新世紀ユニオン発行のニュース

トランプの身勝手な外交が戦争を招きかねない!

 トランプ政権が、パレスチナ問題でイスラエルを批判する国連人権理事会から19日脱退した。イスラエルはパレスチナ人の住宅を次々破壊し、入植地を拡大している。

 またパレスチナ人の抗議デモにイスラエル軍が発砲し50人以上を射殺するなどしている事を国連人権理事会が批判している事を、トランプ政権は「明らかな偏向は常識外れだ」(ポンペイオ米国務長官)と批判している。どう見ても変更しているのはアメリカの方なのだ。

 ヘイリー米国連大使は国連人権理事会について「アメリカが批判している中国やベネズエラも理事国になっている。」とし人権委の「名に値しない」と非難し脱退を正当化した。

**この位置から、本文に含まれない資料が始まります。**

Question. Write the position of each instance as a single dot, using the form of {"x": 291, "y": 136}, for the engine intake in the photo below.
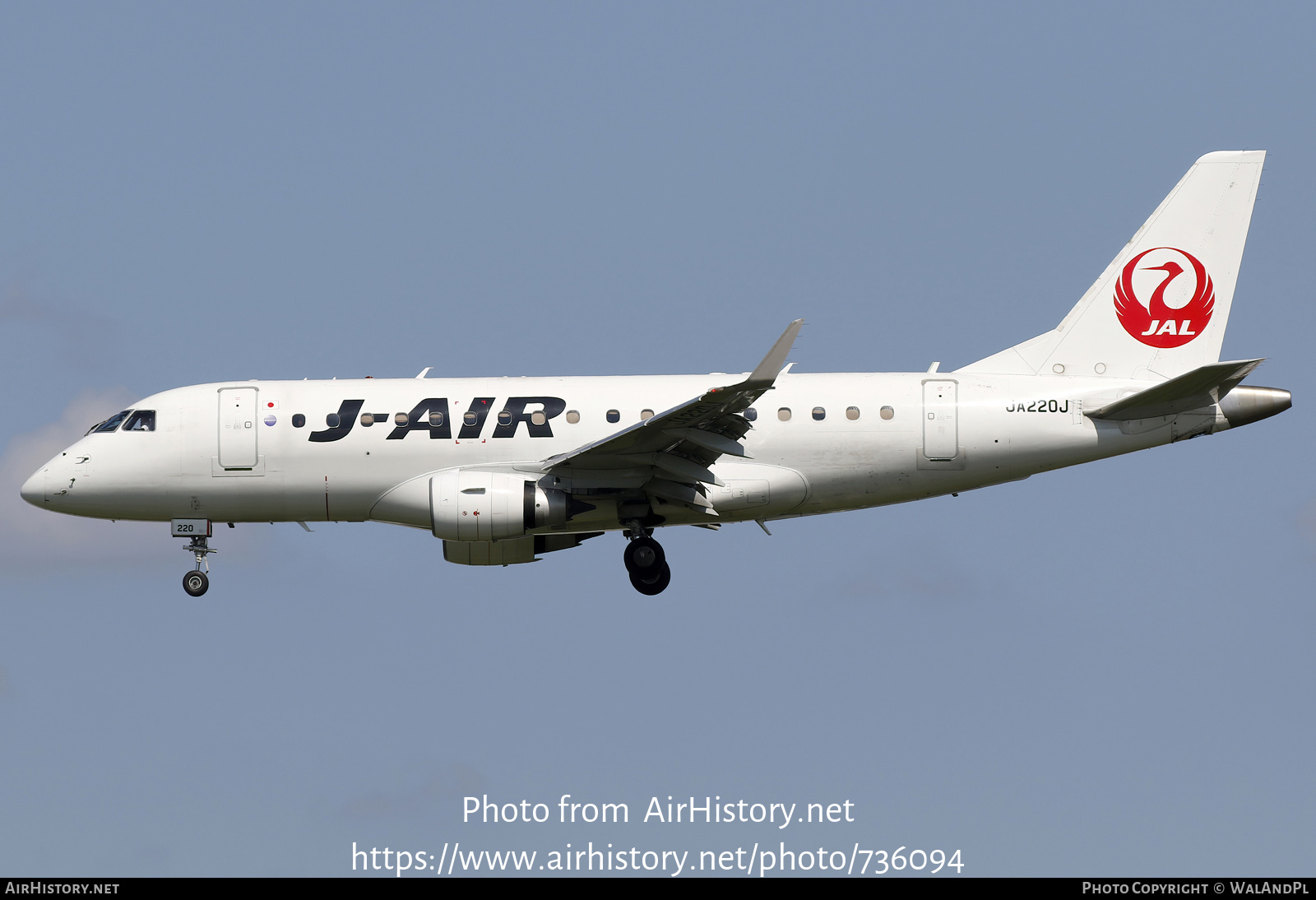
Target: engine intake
{"x": 467, "y": 504}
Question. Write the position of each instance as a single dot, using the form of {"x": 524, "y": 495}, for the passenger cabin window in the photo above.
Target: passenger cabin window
{"x": 112, "y": 423}
{"x": 142, "y": 420}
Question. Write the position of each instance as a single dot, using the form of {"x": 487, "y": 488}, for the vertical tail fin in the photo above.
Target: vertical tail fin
{"x": 1162, "y": 304}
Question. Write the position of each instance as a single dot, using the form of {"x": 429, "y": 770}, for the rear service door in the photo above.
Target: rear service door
{"x": 940, "y": 420}
{"x": 237, "y": 428}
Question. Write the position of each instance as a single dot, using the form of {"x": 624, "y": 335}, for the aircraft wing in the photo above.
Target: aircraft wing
{"x": 669, "y": 454}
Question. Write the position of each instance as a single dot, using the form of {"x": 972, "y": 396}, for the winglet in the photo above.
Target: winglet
{"x": 767, "y": 371}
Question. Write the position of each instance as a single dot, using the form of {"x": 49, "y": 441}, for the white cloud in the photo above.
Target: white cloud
{"x": 32, "y": 535}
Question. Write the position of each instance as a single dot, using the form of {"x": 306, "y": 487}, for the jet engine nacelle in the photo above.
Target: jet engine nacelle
{"x": 469, "y": 504}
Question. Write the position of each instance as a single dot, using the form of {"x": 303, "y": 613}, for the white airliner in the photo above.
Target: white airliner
{"x": 507, "y": 469}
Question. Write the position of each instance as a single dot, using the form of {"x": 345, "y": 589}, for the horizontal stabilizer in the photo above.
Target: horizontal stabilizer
{"x": 1194, "y": 390}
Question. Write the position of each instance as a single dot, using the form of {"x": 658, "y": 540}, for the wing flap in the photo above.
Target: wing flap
{"x": 678, "y": 445}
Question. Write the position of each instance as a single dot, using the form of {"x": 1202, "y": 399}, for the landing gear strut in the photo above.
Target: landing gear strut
{"x": 197, "y": 582}
{"x": 646, "y": 564}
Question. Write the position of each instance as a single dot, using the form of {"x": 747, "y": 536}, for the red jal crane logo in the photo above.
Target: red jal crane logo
{"x": 1157, "y": 322}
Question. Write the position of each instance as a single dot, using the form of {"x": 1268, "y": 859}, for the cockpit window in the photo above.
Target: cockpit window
{"x": 112, "y": 423}
{"x": 142, "y": 420}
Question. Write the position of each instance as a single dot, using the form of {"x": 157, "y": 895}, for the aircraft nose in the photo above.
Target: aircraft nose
{"x": 35, "y": 489}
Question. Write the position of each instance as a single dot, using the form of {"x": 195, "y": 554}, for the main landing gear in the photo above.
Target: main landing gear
{"x": 197, "y": 582}
{"x": 646, "y": 564}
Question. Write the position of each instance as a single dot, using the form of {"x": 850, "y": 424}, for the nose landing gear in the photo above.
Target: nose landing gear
{"x": 646, "y": 564}
{"x": 197, "y": 582}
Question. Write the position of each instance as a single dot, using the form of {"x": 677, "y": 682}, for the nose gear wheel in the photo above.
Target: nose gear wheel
{"x": 197, "y": 583}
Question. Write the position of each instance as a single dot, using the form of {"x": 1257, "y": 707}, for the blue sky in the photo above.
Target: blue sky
{"x": 1103, "y": 670}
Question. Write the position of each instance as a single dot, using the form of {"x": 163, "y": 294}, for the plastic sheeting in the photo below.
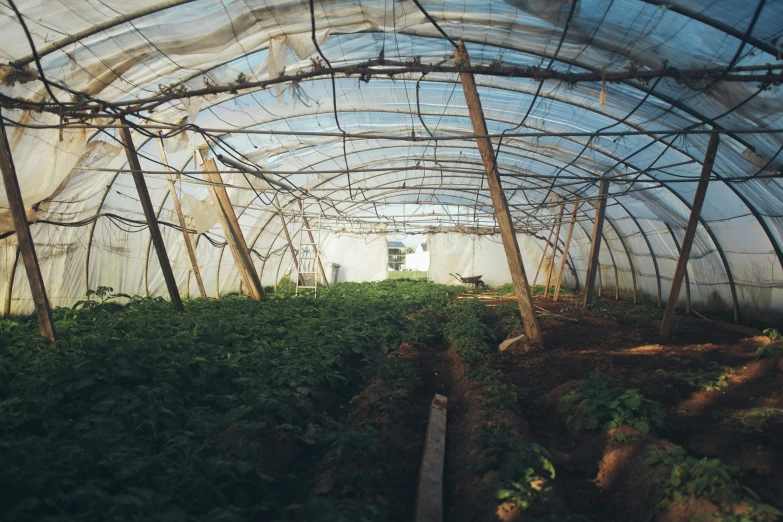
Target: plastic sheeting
{"x": 90, "y": 230}
{"x": 470, "y": 255}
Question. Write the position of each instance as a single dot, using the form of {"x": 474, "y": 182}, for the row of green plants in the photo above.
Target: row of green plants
{"x": 684, "y": 475}
{"x": 214, "y": 414}
{"x": 524, "y": 471}
{"x": 599, "y": 403}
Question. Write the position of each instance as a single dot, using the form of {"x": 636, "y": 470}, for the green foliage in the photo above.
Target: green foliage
{"x": 466, "y": 331}
{"x": 506, "y": 289}
{"x": 141, "y": 413}
{"x": 755, "y": 419}
{"x": 508, "y": 318}
{"x": 602, "y": 308}
{"x": 772, "y": 350}
{"x": 539, "y": 290}
{"x": 600, "y": 403}
{"x": 702, "y": 478}
{"x": 713, "y": 377}
{"x": 523, "y": 469}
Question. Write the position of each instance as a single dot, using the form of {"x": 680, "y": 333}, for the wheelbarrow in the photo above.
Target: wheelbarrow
{"x": 470, "y": 282}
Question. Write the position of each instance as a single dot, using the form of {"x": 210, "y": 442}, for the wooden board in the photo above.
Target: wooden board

 しかし先に悪魔のような政権と言われる世界最大の人権弾圧国家である北朝鮮の独裁者金正恩氏と会談し、グー(親指を立てるサイン)をして見せたのはトランプ大統領であった。

 トランプ米政権はメキシコ国境からの不法入国者を拘束し、親と子供を分離して人道問題として世界中から批判されている。歴代大統領婦人5人もそろってこの親子分離を児童虐待と批判している。

 これにはトランプのメラニア夫人も「見たくない」と発言している。ブッシュ大統領のローラ夫人は親子を引き離す政策を「残忍で不道徳だ」と批判した。自分が人権問題を引き起こしているのだからトランプは、悪魔(=北朝鮮の金正恩)とも取引できるし、中国の人権弾圧も指摘しない。

 トランプ政権は昨年10月にユネスコ(国連教育科学文化機関)に脱退を通告。また地球温暖化対策の国際枠組み「パリ協定」やイラン核合意からも脱退しており、国際協調に背を向け「孤立主義」の道をばく進している。

 トランプの「強いアメリカ」は、同盟国に関税をかけることでアメリカを孤立させ、逆に弱くする。さぞ中国やロシアや北朝鮮やイランの独裁者たちは喜んでいるであろう。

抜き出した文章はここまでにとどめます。